George Burnett resigned as President of the University of Phoenix after the U.S. Department of Education opened an investigation on his prior job management at another for-profit institution, Westwood College. USA Today broke the news last week. Westwood College, a for-profit college that closed in 2016, faced tension with regulators over deceptive advertising among other concerns. The U.S. Department of Education has already canceled $130 million in student loan debt in connection to claims from students who attended Westwood in Westminster, Colorado. "He has stepped down as president and board member of the university, effective June 1, 2022," confirmed a Phoenix spokeswoman, Andrea Smiley. "Because Mr. Burnett believes this request could take some time to address, and not wanting to distract from the university’s mission of providing career-relevant higher education to working adults," she added. George Burnett was appointed head of the University of Phoenix in February 2022. The department requests included questions about how long Burnett worked at the college and its parent company, Alta Colleges, and his role in the school's advertisements, recruitment strategies, and job placement reports. Chris Lynne, the university's chief financial officer, will serve as interim president. The University of Phoenix is one of the nation’s largest for-profit providers of online college education. It has 75,000 students, and it received about $930 million in federal money meant for student financial aid in the fiscal year 2020-2021.
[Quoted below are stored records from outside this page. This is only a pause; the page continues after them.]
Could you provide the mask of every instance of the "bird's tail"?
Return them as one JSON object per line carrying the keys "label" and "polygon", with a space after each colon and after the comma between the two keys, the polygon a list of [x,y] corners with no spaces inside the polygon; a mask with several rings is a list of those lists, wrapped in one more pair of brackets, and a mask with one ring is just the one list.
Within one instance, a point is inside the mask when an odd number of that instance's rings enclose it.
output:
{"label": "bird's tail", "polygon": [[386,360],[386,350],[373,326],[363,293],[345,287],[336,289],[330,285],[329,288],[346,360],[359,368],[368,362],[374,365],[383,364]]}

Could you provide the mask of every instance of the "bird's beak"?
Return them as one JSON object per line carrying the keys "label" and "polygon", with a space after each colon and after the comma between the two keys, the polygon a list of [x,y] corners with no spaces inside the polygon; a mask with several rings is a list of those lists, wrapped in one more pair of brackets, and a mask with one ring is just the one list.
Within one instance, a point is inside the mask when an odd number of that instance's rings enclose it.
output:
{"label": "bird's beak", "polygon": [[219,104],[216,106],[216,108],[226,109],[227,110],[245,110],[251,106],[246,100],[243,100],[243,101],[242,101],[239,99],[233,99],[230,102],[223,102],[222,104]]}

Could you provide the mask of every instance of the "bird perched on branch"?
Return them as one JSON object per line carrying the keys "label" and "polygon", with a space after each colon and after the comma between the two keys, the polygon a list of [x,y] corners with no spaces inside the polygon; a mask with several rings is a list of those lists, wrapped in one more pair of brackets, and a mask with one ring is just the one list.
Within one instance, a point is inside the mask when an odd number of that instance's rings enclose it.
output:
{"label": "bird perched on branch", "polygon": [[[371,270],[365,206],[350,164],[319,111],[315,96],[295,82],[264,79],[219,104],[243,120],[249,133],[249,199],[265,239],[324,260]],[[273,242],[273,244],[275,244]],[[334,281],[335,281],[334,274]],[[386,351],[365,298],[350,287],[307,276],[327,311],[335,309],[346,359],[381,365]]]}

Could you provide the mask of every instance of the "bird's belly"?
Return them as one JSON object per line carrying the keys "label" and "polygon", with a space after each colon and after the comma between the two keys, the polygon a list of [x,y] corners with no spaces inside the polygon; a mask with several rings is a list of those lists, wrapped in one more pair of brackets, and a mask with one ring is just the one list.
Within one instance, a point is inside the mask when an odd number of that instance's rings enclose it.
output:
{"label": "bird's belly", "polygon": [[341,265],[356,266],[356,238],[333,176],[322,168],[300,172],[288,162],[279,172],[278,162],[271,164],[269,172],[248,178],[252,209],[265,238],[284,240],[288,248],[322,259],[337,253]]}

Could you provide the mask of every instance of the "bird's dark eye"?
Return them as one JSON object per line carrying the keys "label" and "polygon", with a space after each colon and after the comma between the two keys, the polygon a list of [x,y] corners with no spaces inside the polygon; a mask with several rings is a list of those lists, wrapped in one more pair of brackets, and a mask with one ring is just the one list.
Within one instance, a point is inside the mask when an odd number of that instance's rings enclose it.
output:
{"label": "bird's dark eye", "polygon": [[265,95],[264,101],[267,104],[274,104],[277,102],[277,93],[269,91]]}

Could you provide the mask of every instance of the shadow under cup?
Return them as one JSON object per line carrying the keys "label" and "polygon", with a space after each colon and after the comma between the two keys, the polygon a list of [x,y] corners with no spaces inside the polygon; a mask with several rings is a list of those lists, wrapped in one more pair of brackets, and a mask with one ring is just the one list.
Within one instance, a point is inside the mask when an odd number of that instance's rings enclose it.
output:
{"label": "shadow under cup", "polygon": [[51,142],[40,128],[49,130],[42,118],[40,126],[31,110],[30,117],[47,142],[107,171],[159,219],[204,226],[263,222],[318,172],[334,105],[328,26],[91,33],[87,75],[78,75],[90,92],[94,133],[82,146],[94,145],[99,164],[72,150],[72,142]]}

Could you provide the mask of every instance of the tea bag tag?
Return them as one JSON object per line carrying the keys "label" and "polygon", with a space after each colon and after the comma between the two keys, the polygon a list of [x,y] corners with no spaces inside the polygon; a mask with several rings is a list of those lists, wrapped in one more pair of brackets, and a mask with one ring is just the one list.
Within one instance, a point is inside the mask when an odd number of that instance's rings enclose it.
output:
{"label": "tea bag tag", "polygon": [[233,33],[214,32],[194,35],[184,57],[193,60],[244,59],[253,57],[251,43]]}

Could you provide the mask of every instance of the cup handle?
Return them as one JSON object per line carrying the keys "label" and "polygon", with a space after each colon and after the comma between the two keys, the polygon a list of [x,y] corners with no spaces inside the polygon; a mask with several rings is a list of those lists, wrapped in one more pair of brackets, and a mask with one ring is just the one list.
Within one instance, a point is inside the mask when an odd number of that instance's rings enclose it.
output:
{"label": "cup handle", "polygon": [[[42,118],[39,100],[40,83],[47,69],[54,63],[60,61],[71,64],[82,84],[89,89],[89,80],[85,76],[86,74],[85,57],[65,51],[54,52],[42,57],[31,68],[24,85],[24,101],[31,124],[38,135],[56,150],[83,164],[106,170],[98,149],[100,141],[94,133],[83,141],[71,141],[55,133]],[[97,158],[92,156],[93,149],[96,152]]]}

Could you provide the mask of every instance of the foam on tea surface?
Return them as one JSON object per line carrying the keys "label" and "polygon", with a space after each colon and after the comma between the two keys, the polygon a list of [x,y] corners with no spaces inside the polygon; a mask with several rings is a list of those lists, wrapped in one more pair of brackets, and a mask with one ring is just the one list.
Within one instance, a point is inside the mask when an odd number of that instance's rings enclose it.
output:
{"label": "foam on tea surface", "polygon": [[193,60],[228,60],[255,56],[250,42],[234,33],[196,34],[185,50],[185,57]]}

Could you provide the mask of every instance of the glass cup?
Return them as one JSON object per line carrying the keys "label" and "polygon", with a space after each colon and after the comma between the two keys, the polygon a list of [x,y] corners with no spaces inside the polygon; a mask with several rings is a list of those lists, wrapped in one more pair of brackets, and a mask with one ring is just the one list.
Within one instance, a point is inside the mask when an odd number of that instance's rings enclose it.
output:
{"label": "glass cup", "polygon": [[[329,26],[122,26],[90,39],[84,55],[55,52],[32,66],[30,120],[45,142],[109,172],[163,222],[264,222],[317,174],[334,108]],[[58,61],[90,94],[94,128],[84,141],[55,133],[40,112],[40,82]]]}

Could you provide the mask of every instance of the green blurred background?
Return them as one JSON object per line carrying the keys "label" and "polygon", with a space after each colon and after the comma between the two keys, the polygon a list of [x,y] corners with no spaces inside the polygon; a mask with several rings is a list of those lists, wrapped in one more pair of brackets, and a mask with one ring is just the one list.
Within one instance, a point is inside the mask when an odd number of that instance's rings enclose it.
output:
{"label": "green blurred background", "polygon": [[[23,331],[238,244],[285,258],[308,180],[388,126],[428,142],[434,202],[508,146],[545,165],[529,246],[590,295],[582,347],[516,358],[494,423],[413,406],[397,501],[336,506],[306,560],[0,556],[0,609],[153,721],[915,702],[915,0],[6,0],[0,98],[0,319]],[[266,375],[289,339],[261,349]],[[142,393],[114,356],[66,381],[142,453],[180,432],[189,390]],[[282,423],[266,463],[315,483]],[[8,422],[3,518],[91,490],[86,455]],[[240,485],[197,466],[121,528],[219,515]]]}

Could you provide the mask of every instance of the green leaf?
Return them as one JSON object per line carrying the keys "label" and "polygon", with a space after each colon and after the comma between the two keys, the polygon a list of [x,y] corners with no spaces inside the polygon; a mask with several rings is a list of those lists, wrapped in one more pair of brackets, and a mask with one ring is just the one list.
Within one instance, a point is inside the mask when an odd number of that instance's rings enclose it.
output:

Clearlake Capital VC-backed Cornerstone OnDemand, Inc. announced that it completed the acquisition of EdCast in May. The former CEO of EdCast, Karl Mehta, was appointed to lead the new EdCast business unit within Cornerstone. Another consequence of the integration is that now, Cornerstone is offering the EdCast platform to its customers through the website. On AWS Marketplace the brand integration is still pending and only EdCast features its platform. The EO Santa Monica, California-based Cornerstone, Himanshu Palsule, said that "combined with the EdCast team, the company is fast-tracking our commitment to platform-agnostic innovation." The company said that "it will roadmap a single-user experience for customers across people growth and development, providing tighter data connectivity, deepened skills intelligence, and a single pane of insight and analytics across the entire Cornerstone portfolio." Organizations will be able to bring their own external LMS, content, performance, recruiting, and HRIS solutions.